Fair Value of Financial Instruments

Fair Value of Financial Instruments
12 Months Ended
Dec. 31, 2017
Fair Value Disclosures [Abstract]  
Fair Value of Financial Instruments

16. Fair Value of Financial Instruments


The Company measures the fair value of financial assets and liabilities based on the exchange price that would be received for an asset or paid to transfer a liability (an exit price) in the principal or most advantageous market for the asset or liability in an orderly transaction between market participants on the measurement date. The Company maximizes the use of observable inputs and minimizes the use of unobservable inputs when measuring fair value. The Company uses three levels of inputs that may be used to measure fair value:


Level 1 — quoted prices in active markets for identical assets or liabilities

Level 2 — quoted prices for similar assets and liabilities in active markets or inputs that are observable

Level 3 — inputs that are unobservable (for example cash flow modeling inputs based on assumptions)

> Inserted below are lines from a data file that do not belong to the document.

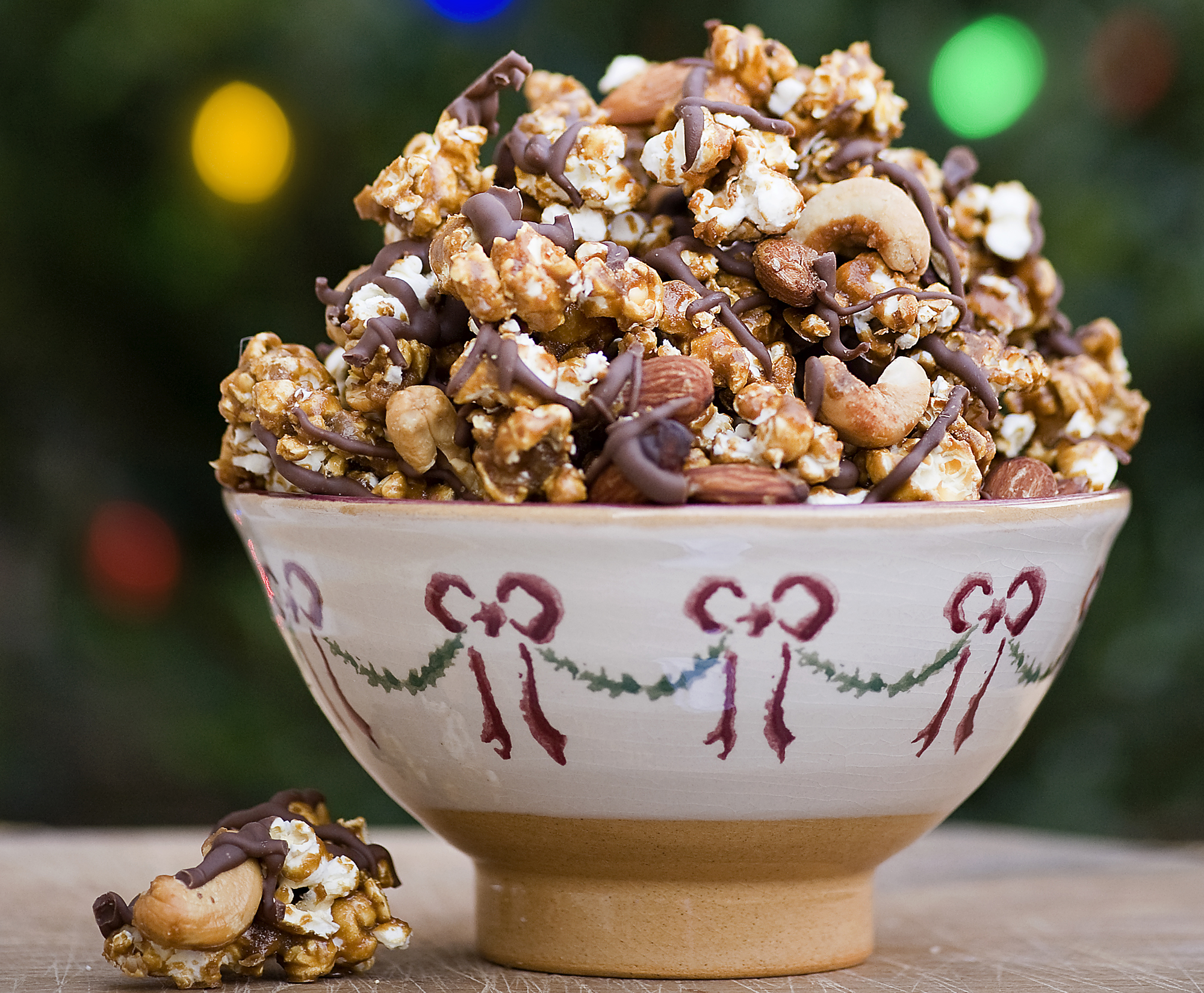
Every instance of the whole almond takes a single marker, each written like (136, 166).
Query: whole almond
(640, 99)
(1022, 478)
(743, 483)
(210, 917)
(612, 487)
(670, 377)
(784, 269)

Level 3 liabilities are valued using unobservable inputs to the valuation methodology that are significant to the measurement of the fair value of the derivative liabilities. For fair value measurements categorized within Level 3 of the fair value hierarchy, the Company’s accounting and finance department, who report to the Chief Financial Officer, determine its valuation policies and procedures. The development and determination of the unobservable inputs for Level 3 fair value measurements and fair value calculations are the responsibility of the Company’s accounting and finance department and are approved by the Chief Financial Officer.


Level 3 Valuation Techniques:


Level 3 financial liabilities consist of warrant liabilities for which there is no current market for these securities such that the determination of fair value requires significant judgment or estimation. Changes in fair value measurements categorized within Level 3 of the fair value hierarchy are analyzed each period based on changes in estimates or assumptions and recorded as appropriate.

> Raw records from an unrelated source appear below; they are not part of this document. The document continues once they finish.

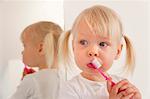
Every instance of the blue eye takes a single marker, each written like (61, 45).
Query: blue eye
(103, 44)
(83, 42)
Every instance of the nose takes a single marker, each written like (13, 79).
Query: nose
(93, 52)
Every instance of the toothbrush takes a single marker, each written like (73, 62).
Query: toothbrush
(96, 65)
(27, 71)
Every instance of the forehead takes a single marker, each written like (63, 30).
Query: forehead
(86, 30)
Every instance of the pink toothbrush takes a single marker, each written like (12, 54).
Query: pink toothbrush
(96, 65)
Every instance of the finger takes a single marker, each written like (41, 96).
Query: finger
(127, 96)
(109, 85)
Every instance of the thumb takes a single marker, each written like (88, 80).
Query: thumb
(109, 85)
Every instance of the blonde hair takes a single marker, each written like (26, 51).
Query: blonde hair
(48, 33)
(105, 22)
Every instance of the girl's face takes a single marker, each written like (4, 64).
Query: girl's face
(87, 46)
(30, 52)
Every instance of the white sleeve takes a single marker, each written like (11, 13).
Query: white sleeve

The Company uses the Monte Carlo model to value Level 3 financial liabilities at inception and on subsequent valuation dates. This model is a discrete-time model that allows for sources of uncertainty and simulates the movements of the underlying asset and calculates the resulting derivative value for each trial. Such simulations are performed for a number of trials and the average value across all trials is determined in order to arrive at the concluded value of such derivative. The model incorporates transaction details such as the Company’s stock price, contractual terms, maturity, and risk free rates, as well as volatility. A significant decrease in the volatility or a significant decrease in the Company’s stock price, in isolation, would result in a significantly lower fair value measurement. Changes in the values of the derivative liabilities are recorded in “change in fair value of warrant liability” in the Company’s condensed consolidated statements of operations.


As of December 31, 2016, there were no transfers in or out of Level 3 from other levels in the fair value hierarchy.

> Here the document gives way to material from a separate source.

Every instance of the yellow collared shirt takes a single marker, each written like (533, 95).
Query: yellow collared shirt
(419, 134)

The warrant liability was valued using the Monte Carlo model and the following assumptions:


    August 10,     June 30,  
    2016     2016  
Strike price   $ 2.00     $ 2.00  
Market price   $ 6.08     $ 3.20  
Expected life     5 years       5 years  
Risk-free interest rate     1.07 %     1.01 %
Dividend yield     0.00 %     0.00 %
Volatility     100 %     100 %


The following table sets forth a summary of the changes in the fair value of the Level 3 financial liabilities that are measured at fair value on a recurring basis:


Balance – January 1, 2016   $ -  
Initial value of derivative liability     380,000  
Change in fair value of derivative liability     401,000  
Reclassification of derivative liability to additional paid in capital     (781,000 )
Balance – December 31, 2016   $ -  


As discussed in Note 8, on August 10, 2016, the Company entered into an Amendment with White Winston pursuant to which the Company agreed that the Pro Rata Warrant would be fully exercisable, notwithstanding the pro rata formula set forth in the warrant. Accordingly, as the derivative liability was eliminated on August 10, 2016, the Company reclassified $781,000 to additional paid in capital.